Part 2 Lesson 10 wiki

Please post your questions about the lesson here. This is a wiki post. Please add any resources or tips that are likely to be helpful to other students.

<<< Wiki: Lesson 9Wiki: Lesson 11 >>>

Lesson resources



Code Snippets

Downloading the data:

curl -OL
tar -xzf aclImdb.tgz

Time Line



  • (0:20:30) IMDB with fastai.text
  • (0:23:10) The standard format of text classification dataset
  • (0:28:08) Difference between tokens and words 1 - spaCy
  • (0:29:59) Pandas chunksize to deal with a large corpus
  • (0:32:38) {BOS} (beginning of sentence/stream) and {FLD} (field) tokens
  • (0:33:57) Run spaCy on multi-cores with proc_all_mp()
  • (0:35:40) Difference between tokens and word 2 - capture semantic of letter case and others
  • (0:38:05) Numericalise tokens - Python Counter() class

Pre-trained Language Model - PreTraining

  • (0:42:16) Pre-trained language model
  • (0:47:13) Map IMDb index to wiki text index
  • (0:53:09) fastai documentation project
  • (0:58:24) Difference between pre-trained LM and embeddings 1 - word2vec
  • (1:01:25) The idea behind using average of embeddings for non-equivalent tokens

Pre-trained Language Model - Training

  • (1:02:34) Dive into source code of LanguageModelLoader()
  • (1:09:55) Create a custom Learner and ModelData class
  • (1:20:35) Guidance to tune dropout in LM
  • (1:21:43) The reason to measure accuracy than cross entropy loss in LM
  • (1:25:23) Guidance of reading paper vs coding
  • (1:28:10) Tips to vary dropout for each layer
  • (1:28:44) Difference between pre-trained LM and embeddings 2 - Comparison of NLP and CV
  • (1:31:21) Accuracy vs cross entropy as a loss function
  • (1:33:37) Shuffle documents; Sort-ish to save computation

Paper ULMFiT (FitLam)

  • (1:44:00) Paper: ULMFiT - pre-trained LM
  • (1:49:09) New version of Cyclical Learning Rate
  • (1:51:34) Concat Pooling
  • (1:52:44) RNN encoder and MultiBatchRNN encoder - BPTT for text classification (BPT3C)

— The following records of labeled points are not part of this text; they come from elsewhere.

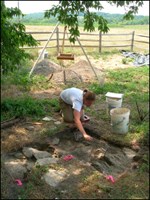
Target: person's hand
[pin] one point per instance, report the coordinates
(87, 137)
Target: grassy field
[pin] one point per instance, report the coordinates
(107, 40)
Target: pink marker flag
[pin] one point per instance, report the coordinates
(18, 181)
(68, 157)
(111, 178)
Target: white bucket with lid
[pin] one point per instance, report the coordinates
(120, 120)
(113, 100)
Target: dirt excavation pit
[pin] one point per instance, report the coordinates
(64, 151)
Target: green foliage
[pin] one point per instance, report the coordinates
(67, 13)
(13, 37)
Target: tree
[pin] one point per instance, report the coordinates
(67, 13)
(13, 37)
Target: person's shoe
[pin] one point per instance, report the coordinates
(85, 119)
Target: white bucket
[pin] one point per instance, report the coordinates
(120, 120)
(113, 103)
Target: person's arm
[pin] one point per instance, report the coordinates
(79, 125)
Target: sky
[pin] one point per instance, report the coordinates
(40, 6)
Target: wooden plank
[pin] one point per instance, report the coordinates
(61, 57)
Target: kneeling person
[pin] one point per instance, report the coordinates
(72, 102)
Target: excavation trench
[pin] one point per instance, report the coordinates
(97, 155)
(103, 156)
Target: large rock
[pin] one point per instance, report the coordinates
(46, 161)
(29, 152)
(15, 167)
(54, 177)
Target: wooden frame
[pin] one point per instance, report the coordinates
(65, 56)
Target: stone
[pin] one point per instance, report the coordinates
(30, 165)
(15, 167)
(46, 161)
(55, 141)
(19, 155)
(54, 177)
(129, 153)
(57, 122)
(29, 152)
(48, 119)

Tricks to conduct ablation studies

  • (1:58:35) VNC and Google Fire Library
  • (2:05:10) SentencePiece; Tokenize sub-word Units

Could Jeremy speak about use_clr argument in the fit function?


Usually, when we down sample, we increase the number of filters, or depth. when we’re doing sampling from 77 to 44 etc, why are we decreasing the number from 512 to 256?

why not decrease dimension in SSD head? (performance related?)


This was a useful post for me to learn what is happening,


How fast is this IMDB nb?

Won’t you have to set the seed in between trn_idx and val_idx? Or won’t the random values be different when you start the permutation which creates val_idx?

What do you mean how fast is it?

Where do we get the IMDB data? Or where can we find out how to get it?

1 Like

Why would you not want to include a “header” in the .csv file for NLP?


The mentioned indexes are different for both train and val, so it won’t affect each other.

The seed is where it starts out, by calling np.random.permutation to get trn_idx you change the state in the random number generator so that val_idx ends up different

@blakewest, check Part 1 notebooks, second(?) lesson on NLP has link

1 Like

Pretty sure there is a link in lesson 4 nb

1 Like
cd ~/fastai/courses/dl2/data
curl -OL
tar -xzf aclImdb.tgz

For language modeling, why is there a “labels” column? It isn’t even used in language modeling.


Where’s the data? for the aclImdb??

When I’m working with NLP data, manytimes I come across data with foreign texts/characters.

In your infinite experience, is it better to discard them or to keep them? (Are they worth keeping?)


Where is the GH repo where this is at? For some reason lost my place (sorry about this)? Would like a resource link at the top.

… and chunksize is in lines? bits? bytes?